Cas de tuberculose à l’Université de Moncton

L’Université de Moncton a annoncé qu’une personne membre de la communauté universitaire au campus de Moncton est atteinte de tuberculose.

Dans un communiqué, l’Université affirme collaborer pleinement avec le service de Santé publique pour assurer le suivi nécessaire.

«En général, le risque d’infection est faible pour la communauté universitaire, indique le Dr Yves Léger, médecin-hygiéniste régional de Santé publique. Notre service fera le suivi nécessaire auprès de celles et ceux qui sont plus à risque d’avoir été infecté par le cas.»

Les personnes qui ont eu des liens étroits avec cette personne seront avisées individuellement des démarches à suivre par un membre de l’équipe de Santé publique d’ici le 19 janvier.

Le contact initial se fera au moyen du courriel universitaire (@umoncton.ca). Cependant, d’autres moyens pourraient être utilisés, au besoin, a précisé la direction de l’Université.

L’Université de Moncton n’a pas précisé si la personne atteinte de tuberculose est une étudiante, une professeure ou un autre employé.

Dans un courriel, le porte-parole Jean-Luc Thériault a expliqué que «nous nous sommes engagés à maintenir la confidentialité dans ce dossier en vertu de la législation relative à la protection de la vie privée».

La tuberculose se manifeste habituellement sous forme de toux prolongée, donc qui dure pendant plusieurs semaines ou mois, et est souvent accompagnée de fièvre, de fatigue, et/ou de sueurs nocturnes.

D’autres symptômes peuvent parfois accompagner la toux, dont des crachats avec présence de sang, une perte de poids et une perte d’appétit.

Sur le campus, la nouvelle s’est propagée assez lentement parmi les étudiants, mercredi.

«La plupart des étudiants à qui j’ai parlé n’étaient pas au courant et c’est plutôt moi qui les informais.
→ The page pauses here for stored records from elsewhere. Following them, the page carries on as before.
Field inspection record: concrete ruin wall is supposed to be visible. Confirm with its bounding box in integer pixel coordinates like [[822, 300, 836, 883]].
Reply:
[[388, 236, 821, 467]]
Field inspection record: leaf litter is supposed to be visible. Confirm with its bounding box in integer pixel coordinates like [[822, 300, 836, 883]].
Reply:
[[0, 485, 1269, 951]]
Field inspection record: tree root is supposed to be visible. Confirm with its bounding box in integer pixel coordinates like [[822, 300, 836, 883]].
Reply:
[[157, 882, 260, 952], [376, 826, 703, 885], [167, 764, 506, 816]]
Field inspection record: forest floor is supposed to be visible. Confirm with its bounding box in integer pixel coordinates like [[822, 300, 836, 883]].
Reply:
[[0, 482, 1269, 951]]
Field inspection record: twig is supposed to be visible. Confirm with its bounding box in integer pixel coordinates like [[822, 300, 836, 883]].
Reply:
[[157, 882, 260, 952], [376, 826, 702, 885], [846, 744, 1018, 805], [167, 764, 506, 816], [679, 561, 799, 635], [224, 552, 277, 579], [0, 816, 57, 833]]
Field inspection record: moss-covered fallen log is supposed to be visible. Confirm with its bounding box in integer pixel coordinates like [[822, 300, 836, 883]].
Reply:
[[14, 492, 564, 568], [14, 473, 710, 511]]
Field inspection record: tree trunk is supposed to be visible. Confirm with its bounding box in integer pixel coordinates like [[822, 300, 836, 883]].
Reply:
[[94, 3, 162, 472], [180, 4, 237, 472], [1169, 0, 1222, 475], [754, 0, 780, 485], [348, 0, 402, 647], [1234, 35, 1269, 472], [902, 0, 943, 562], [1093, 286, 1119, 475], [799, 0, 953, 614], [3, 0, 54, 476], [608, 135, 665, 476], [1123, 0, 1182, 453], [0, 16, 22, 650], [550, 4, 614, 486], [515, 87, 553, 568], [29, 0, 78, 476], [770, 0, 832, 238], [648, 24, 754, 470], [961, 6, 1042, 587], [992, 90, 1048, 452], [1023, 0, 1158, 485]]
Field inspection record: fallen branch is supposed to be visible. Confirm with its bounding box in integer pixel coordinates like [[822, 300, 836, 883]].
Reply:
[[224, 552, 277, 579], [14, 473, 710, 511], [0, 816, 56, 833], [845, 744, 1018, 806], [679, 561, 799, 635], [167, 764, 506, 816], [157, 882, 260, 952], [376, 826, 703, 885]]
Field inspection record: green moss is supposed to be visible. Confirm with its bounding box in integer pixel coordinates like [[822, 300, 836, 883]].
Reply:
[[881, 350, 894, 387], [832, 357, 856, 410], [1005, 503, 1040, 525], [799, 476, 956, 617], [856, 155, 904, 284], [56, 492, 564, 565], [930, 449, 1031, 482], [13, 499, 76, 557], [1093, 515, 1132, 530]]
Ce n’est pas encore un sujet brûlant, mais si le nombre de cas augmente, les étudiants en parleront de plus en plus», mentionne Tristian Gaudet, président de la Fédération des étudiantes et étudiants du campus de l’Université de Moncton.

Ce n’est pas la première fois qu’un membre de la communauté universitaire est atteint de tuberculose.

En mars 2014, un étudiant atteint de tuberculose avait assisté à trois cours durant le semestre, ainsi qu’aux examens.

Un cas plus grave s’était présenté en septembre 2013. Un étudiant ou une étudiante de la Faculté d’administration avait alors été hospitalisé et mis en quarantaine à l’hôpital Georges-Dumont pour une tuberculose laryngée présentant un risque élevé de contagion.

La tuberculose à travers le monde

La tuberculose est l’une des 10 premières causes de mortalité au monde, selon l’Organisation mondiale de la santé (OMS).

Plus de 10 millions de personnes ont contracté la maladie en 2016. Plus de 1,7 million n’ont pas survécu.

Environ 95% des décès reliés à la tuberculose surviennent dans des pays à faible revenu ou à revenu intermédiaire. La majorité des cas diagnostiqués en 2016 sont concentrés dans sept pays, soit l’Inde, l’Indonésie, la Chine, les Philippines, le Nigéria, le Pakistan et l’Afrique du Sud.

Heureusement, un traitement existe pour la grande majorité des cas de tuberculose. Il comprend l’administration de quatre médicaments antituberculeux sur une période de six mois, accompagné d’une surveillance afin de prévenir la propagation.

En l’absence de traitements, les chances que la maladie soit mortelle sont environ 45%.

Selon l’OMS, le nombre de cas de tuberculose diminue d’environ 2% par an. L’organisme souhaite faire passer ce taux à 5% afin d’atteindre son objectif intermédiaire de 2020 établi dans sa stratégie pour mettre fin à la tuberculose. Elle vise l’élimination de l’épidémie en 2030.